“All the kids kept trying to grab for the gold ring, and so was old Phoebe, and I was sort of afraid she’d fall off the goddam horse, but I didn’t say anything or do anything. The thing with kids is, if they want to grab for the gold ring, you have to let them do it, and not say anything. If they fall off, they fall off, but it’s bad if you say anything to them.”
J.D. Salinger, The Catcher in the Rye
Normally I would bring you Happy Friday on the last day of the working week, but today I’d like to pay tribute to J.D. Salinger who died on Wednesday.
Here is what the New York Times had to say:
“Mr.
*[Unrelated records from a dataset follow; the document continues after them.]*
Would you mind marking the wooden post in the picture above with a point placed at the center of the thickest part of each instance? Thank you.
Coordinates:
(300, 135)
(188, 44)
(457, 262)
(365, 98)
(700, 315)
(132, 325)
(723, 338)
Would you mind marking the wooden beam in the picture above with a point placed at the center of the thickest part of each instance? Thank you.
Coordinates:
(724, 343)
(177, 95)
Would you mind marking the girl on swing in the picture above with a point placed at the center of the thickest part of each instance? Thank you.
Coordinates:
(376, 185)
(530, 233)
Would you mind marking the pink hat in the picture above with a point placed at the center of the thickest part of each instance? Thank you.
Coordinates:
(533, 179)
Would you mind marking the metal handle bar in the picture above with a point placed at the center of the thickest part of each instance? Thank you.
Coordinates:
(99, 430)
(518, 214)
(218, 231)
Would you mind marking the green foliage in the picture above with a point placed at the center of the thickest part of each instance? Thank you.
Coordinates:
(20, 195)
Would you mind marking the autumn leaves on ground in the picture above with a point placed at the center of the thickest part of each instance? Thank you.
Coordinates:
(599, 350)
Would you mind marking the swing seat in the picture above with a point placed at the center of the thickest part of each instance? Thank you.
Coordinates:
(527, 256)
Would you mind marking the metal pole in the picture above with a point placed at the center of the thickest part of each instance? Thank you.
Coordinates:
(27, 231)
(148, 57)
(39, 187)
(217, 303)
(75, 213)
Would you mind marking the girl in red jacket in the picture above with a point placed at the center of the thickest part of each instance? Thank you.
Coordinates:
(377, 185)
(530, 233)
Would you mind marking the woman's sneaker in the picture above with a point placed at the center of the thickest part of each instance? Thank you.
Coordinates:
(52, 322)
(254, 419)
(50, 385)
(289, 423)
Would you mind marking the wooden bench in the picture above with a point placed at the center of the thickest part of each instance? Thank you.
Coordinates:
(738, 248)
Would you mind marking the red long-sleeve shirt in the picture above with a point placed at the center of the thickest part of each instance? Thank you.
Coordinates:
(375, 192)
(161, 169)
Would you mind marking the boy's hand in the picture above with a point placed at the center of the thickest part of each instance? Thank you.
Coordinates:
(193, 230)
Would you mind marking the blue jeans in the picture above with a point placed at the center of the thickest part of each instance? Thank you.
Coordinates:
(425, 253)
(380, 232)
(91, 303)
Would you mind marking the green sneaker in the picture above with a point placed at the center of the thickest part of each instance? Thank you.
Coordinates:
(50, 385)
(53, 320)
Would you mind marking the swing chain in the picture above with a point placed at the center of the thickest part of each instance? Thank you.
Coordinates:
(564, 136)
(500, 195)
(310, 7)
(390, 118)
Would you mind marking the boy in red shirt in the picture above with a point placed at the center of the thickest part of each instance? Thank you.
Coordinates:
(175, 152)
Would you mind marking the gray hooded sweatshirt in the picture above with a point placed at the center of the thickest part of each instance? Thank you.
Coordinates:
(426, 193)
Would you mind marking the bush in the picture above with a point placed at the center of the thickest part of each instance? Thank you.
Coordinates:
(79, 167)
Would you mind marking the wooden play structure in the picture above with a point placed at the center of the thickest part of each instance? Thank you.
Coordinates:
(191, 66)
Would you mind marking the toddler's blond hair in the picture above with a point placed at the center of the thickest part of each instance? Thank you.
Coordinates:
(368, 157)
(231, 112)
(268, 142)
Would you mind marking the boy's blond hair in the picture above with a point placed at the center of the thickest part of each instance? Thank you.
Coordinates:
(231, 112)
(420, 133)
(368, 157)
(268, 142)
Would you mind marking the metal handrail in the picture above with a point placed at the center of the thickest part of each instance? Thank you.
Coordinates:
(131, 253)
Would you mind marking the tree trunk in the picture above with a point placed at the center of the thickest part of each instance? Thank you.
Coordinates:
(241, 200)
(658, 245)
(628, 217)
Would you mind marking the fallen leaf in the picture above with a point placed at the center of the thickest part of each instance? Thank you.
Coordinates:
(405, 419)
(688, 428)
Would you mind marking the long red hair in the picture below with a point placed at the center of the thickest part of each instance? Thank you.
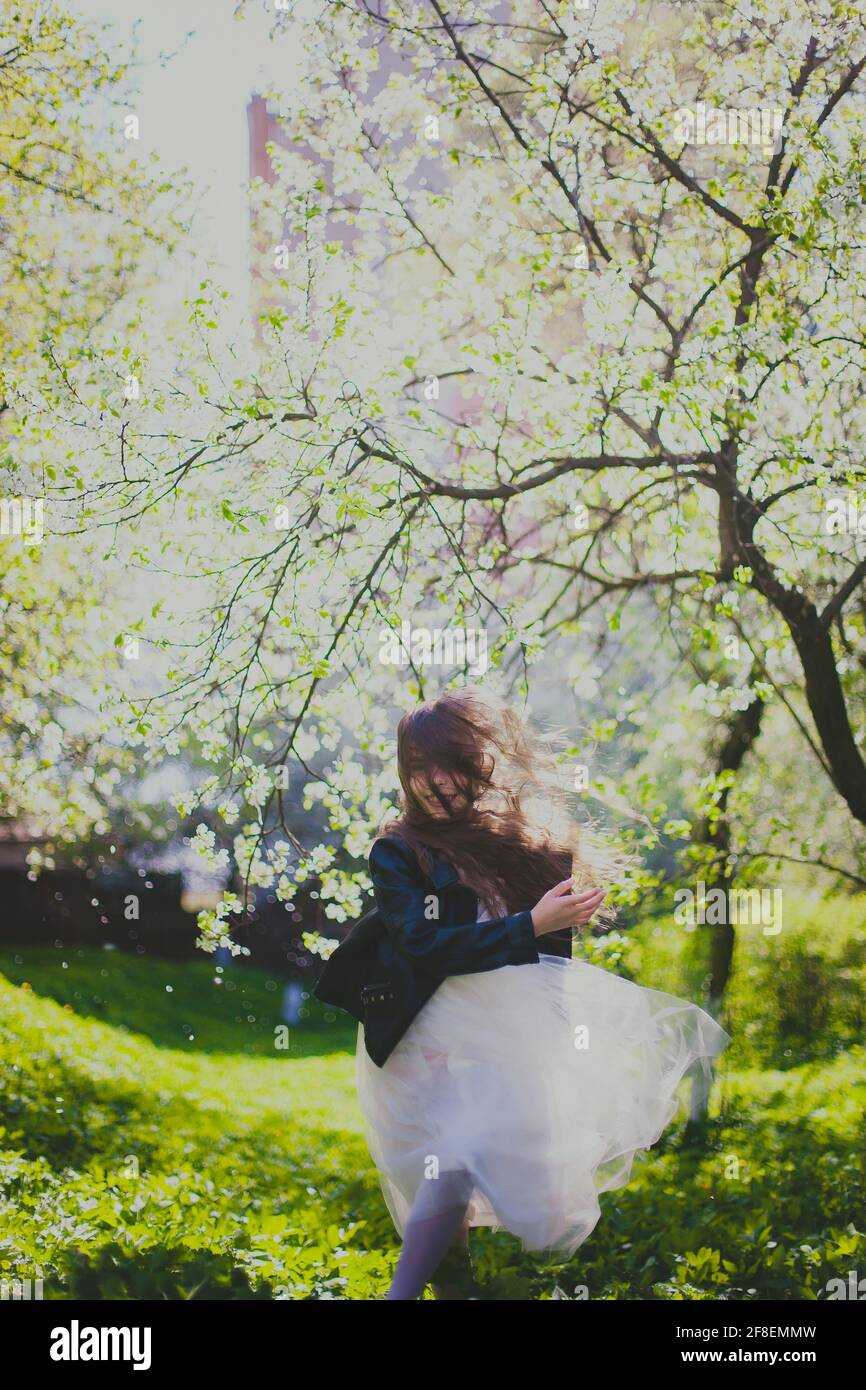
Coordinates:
(508, 831)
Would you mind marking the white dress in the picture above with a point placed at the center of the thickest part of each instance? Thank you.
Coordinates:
(537, 1083)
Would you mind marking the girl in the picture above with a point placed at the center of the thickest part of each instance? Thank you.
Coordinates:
(526, 1080)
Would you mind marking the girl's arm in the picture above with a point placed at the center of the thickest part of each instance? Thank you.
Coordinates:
(406, 902)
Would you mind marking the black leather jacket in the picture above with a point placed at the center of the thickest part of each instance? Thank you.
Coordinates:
(423, 929)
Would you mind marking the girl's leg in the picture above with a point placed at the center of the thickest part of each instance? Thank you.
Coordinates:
(434, 1223)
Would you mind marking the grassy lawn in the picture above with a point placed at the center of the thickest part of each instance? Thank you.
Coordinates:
(156, 1143)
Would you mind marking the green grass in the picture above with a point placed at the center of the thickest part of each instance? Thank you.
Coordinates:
(156, 1143)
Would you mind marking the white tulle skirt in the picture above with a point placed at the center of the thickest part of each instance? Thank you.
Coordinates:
(537, 1084)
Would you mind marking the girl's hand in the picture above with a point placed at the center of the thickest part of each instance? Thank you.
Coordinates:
(560, 908)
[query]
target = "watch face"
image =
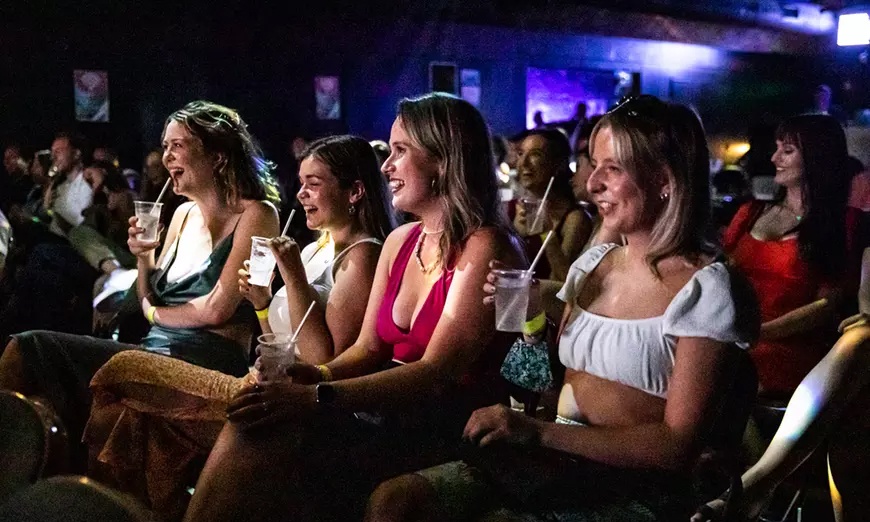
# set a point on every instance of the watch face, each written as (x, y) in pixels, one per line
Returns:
(325, 393)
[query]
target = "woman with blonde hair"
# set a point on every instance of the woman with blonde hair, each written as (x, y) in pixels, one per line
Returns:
(313, 448)
(189, 295)
(154, 419)
(647, 338)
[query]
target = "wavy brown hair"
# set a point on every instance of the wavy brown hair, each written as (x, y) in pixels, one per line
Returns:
(453, 131)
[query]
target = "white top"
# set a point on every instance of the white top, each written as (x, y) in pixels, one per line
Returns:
(70, 198)
(640, 352)
(5, 236)
(319, 260)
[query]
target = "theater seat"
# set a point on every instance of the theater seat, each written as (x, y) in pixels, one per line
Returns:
(32, 442)
(73, 499)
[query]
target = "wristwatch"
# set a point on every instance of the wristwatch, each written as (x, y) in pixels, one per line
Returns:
(324, 393)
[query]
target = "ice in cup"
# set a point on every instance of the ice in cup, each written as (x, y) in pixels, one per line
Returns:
(262, 262)
(277, 352)
(148, 214)
(536, 215)
(511, 299)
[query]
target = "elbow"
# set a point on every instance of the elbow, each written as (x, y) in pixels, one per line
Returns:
(215, 316)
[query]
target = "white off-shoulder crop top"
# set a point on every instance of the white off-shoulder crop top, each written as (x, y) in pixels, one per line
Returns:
(320, 261)
(640, 352)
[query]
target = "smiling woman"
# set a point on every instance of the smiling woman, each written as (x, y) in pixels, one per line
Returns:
(189, 295)
(794, 249)
(425, 356)
(648, 336)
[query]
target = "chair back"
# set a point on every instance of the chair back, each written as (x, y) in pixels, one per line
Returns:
(723, 458)
(73, 499)
(32, 442)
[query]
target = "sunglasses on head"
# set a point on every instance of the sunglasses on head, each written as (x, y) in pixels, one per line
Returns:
(643, 105)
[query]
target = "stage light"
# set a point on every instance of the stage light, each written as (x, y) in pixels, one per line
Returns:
(853, 29)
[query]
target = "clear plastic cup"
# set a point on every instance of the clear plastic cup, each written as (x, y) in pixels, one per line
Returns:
(511, 299)
(148, 214)
(262, 262)
(276, 353)
(536, 215)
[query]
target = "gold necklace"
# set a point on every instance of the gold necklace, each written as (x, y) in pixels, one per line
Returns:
(418, 250)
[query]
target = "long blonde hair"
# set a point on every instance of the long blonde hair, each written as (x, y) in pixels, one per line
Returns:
(662, 143)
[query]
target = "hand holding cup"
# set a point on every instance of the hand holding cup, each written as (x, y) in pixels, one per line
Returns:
(138, 246)
(259, 296)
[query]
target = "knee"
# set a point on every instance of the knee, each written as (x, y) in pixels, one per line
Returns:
(400, 498)
(119, 368)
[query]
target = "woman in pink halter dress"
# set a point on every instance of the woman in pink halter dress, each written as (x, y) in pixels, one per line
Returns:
(314, 448)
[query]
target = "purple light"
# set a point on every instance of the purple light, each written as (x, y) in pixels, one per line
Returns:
(853, 29)
(556, 93)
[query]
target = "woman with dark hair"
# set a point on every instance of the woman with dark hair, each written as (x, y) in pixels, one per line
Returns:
(190, 295)
(425, 357)
(545, 154)
(650, 335)
(793, 250)
(344, 196)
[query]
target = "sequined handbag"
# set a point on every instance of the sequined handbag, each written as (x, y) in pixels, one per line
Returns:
(528, 366)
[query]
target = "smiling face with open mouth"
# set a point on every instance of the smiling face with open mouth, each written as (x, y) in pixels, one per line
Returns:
(410, 171)
(190, 168)
(325, 203)
(789, 164)
(620, 200)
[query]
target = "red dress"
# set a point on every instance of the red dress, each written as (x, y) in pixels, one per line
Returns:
(482, 385)
(783, 282)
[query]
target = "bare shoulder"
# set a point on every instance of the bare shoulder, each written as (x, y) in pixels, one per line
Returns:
(258, 209)
(677, 271)
(397, 237)
(364, 255)
(488, 243)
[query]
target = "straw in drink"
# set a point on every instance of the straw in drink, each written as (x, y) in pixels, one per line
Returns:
(262, 262)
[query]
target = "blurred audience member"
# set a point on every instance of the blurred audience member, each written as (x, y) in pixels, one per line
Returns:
(794, 250)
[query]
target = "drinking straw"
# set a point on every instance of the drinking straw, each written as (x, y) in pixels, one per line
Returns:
(531, 269)
(301, 323)
(162, 192)
(528, 275)
(287, 225)
(541, 206)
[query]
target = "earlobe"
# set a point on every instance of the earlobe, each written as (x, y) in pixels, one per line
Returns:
(357, 192)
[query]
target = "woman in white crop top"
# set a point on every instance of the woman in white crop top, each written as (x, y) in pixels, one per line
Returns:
(165, 435)
(647, 333)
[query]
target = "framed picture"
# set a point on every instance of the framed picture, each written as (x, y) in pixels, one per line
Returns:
(327, 96)
(91, 93)
(469, 86)
(442, 77)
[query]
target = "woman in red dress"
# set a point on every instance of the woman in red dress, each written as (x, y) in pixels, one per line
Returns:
(794, 251)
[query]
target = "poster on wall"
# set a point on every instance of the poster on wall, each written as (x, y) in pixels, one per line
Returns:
(327, 95)
(91, 89)
(469, 86)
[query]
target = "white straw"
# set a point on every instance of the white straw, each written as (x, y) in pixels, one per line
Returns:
(301, 323)
(162, 192)
(531, 269)
(541, 206)
(287, 225)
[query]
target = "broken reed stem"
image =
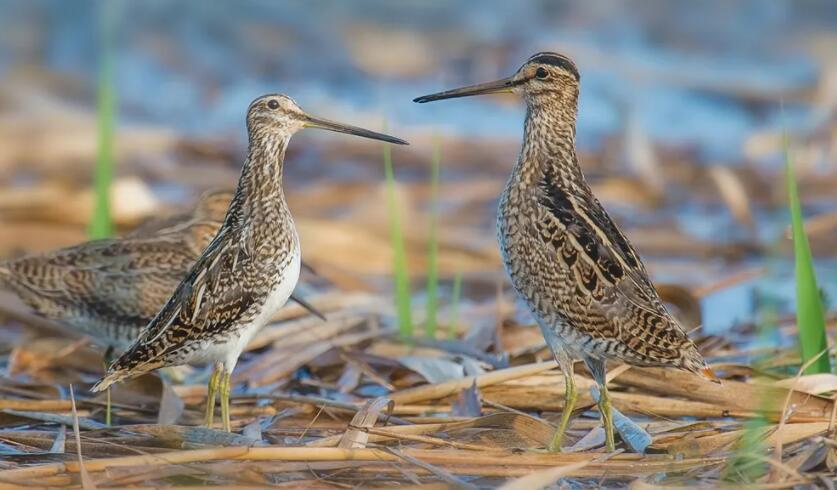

Salinger’s literary reputation rests on a slender but enormously influential body of published work: the novel “The Catcher in the Rye,” the collection “Nine Stories” and two compilations, each with two long stories about the fictional Glass family: “Franny and Zooey” and “Raise High the Roof Beam, Carpenters and Seymour: An Introduction.”
“Catcher” was published in 1951, and its very first sentence, distantly echoing Mark Twain, struck a brash new note in American literature: “If you really want to hear about it, the first thing you’ll probably want to know is where I was born and what my lousy childhood was like, and how my parents were occupied and all before they had me, and all that David Copperfield kind of crap, but I don’t feel like going into it, if you want to know the truth.”
I don’t pretend to be a literary expert, but I love reading and books. I am named after Phoebe Caulfied, Holden’s younger sister and the book has had a long lasting influence on my life.
R.I.P, J.D. Salinger.
‘It was that kind of a crazy afternoon, terrifically cold, and no sun out or anything, and you felt like you were disappearing every time you crossed a road.’